You can also chain Estimators onto transformers via the andThen (estimator, data) or andThen (labelEstimator, data, labels) methods. The latter makes sense if you’re training a supervised learning model which needs ground truth training labels. Suppose you want to chain together a pipeline which takes a raw image, converts it to grayscale, and then fits a linear model on the pixel space, and returns the most likely class according to the linear model.

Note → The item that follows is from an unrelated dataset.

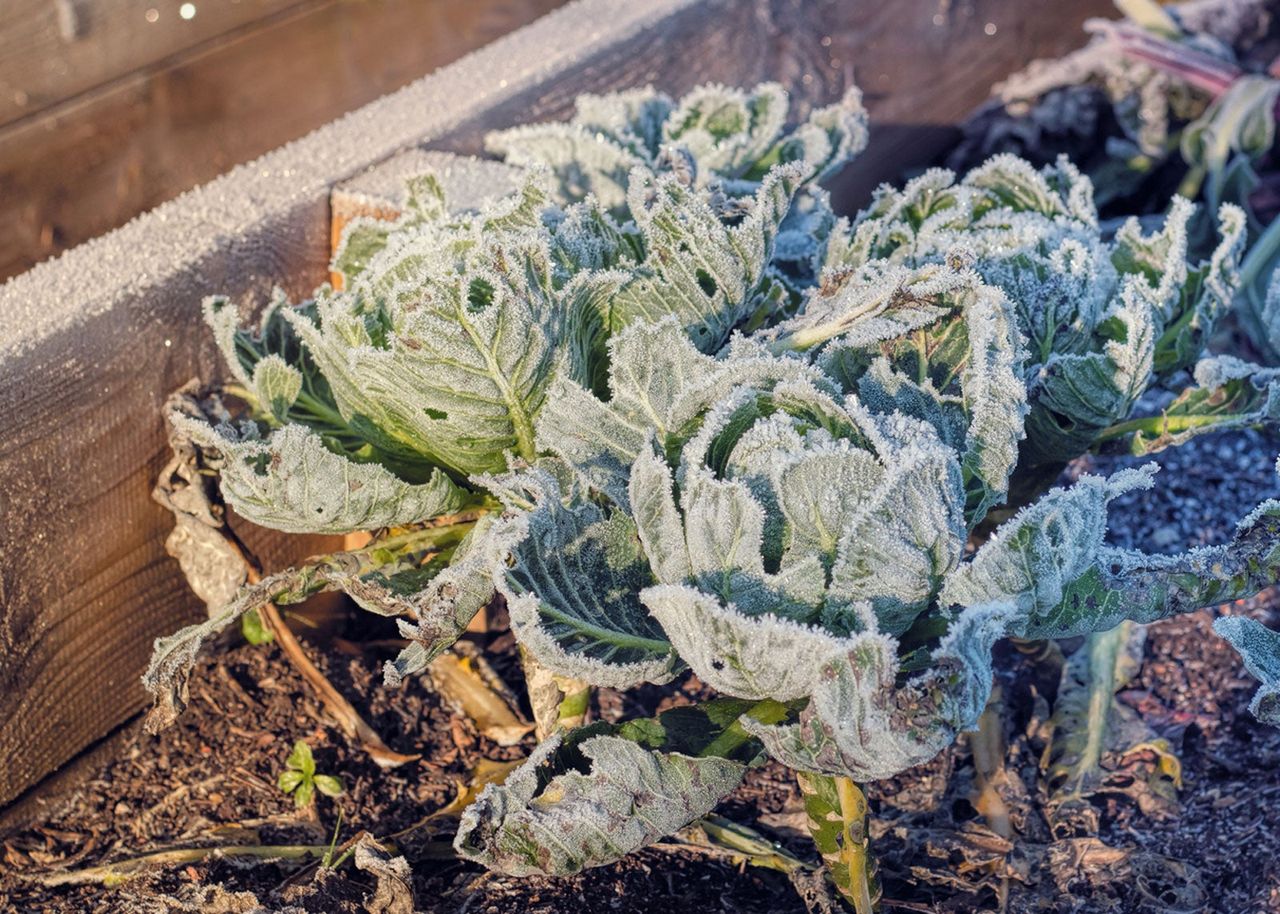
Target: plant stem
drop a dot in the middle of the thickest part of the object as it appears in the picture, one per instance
(735, 735)
(853, 809)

You can do this with some code that looks like the following:

val labels: RDD[Vector[Double]] = //...
val trainImages: RDD[Image] = //...

val pipe = GrayScaler andThen 
  ImageVectorizer andThen 
  (LinearMapEstimator(), trainImages, trainLabels) andThen 
  MaxClassifier

In this example pipe has a type Pipeline[Image, Int] and predicts the most likely class of an input image according to the model fit on the training data While this pipeline won’t give you a very high quality model (because pixels are bad predictors of an image class), it demonstrates the APIs.

Included in KeystoneML

One of the main features of KeystoneML is the example pipelines and nodes it provides out of the box. These are designed to illustrate end-to-end real world pipelines in computer vision, speech recognition, and natural language processing.

Pipelines

We’ve included several example pipelines:

Vision - Pipelines on MNIST, CIFAR-10, VOC 2007, and ImageNet datasets are included which achieve near state-of-the-art performance for image classification.
Speech - A pipeline on featurized TIMIT data using random features achieves state of the art performance for phoneme classification.
NLP - A simple pipeline performing n-gram based document classification is included. We also include a Stupid Backoff language model.

Nodes

Example nodes fall in several categories:

Vision - Feature Extractors and common image transformations for computer vision.
NLP - Contains common text transformations such as tokenization, N-gram extraction, and more sophisticated transformation based on advanced language models such as Named Entity Recognition.
Statistics - Contains common statistical transformations including scaling, sampling, counting, and more sophisticated transforms like the FFT.
Learning - Contains libraries for machine learning, standard linear models with or without L2 regularization, naive Bayes, PCA, ZCA Whitening, and advanced block linear models that scale to massive feature spaces.
Utilities - For caching, casting, and merging datasets, and supporting classification tasks.

For several nodes (particularly in images) we call into external libraries (both Java and C) that contain fast, high quality implementations of the nodes in question - pushing reuse across language boundaries.

Full documentation of the nodes is available in the scaladoc.

Data Loaders

A data loader is the entry point for your data into a batch training pipeline. We’ve included several data loaders for datasets that correspond to the example pipelines we’ve included.

Where possible, we redistribute the input data via Amazon S3. However, we lack data redistribution rights for some of the input datasets, so you’ll need to secure access to these yourself.

Evaluators

KeystoneML also provides several utilities for evaluating models once they’ve been trained. Computing metrics like precision, recall, and accuracy on a test set.

Metrics are currently calculated for Binary Classification, Multiclass Classification, and Multilabel Classification, with more on the way.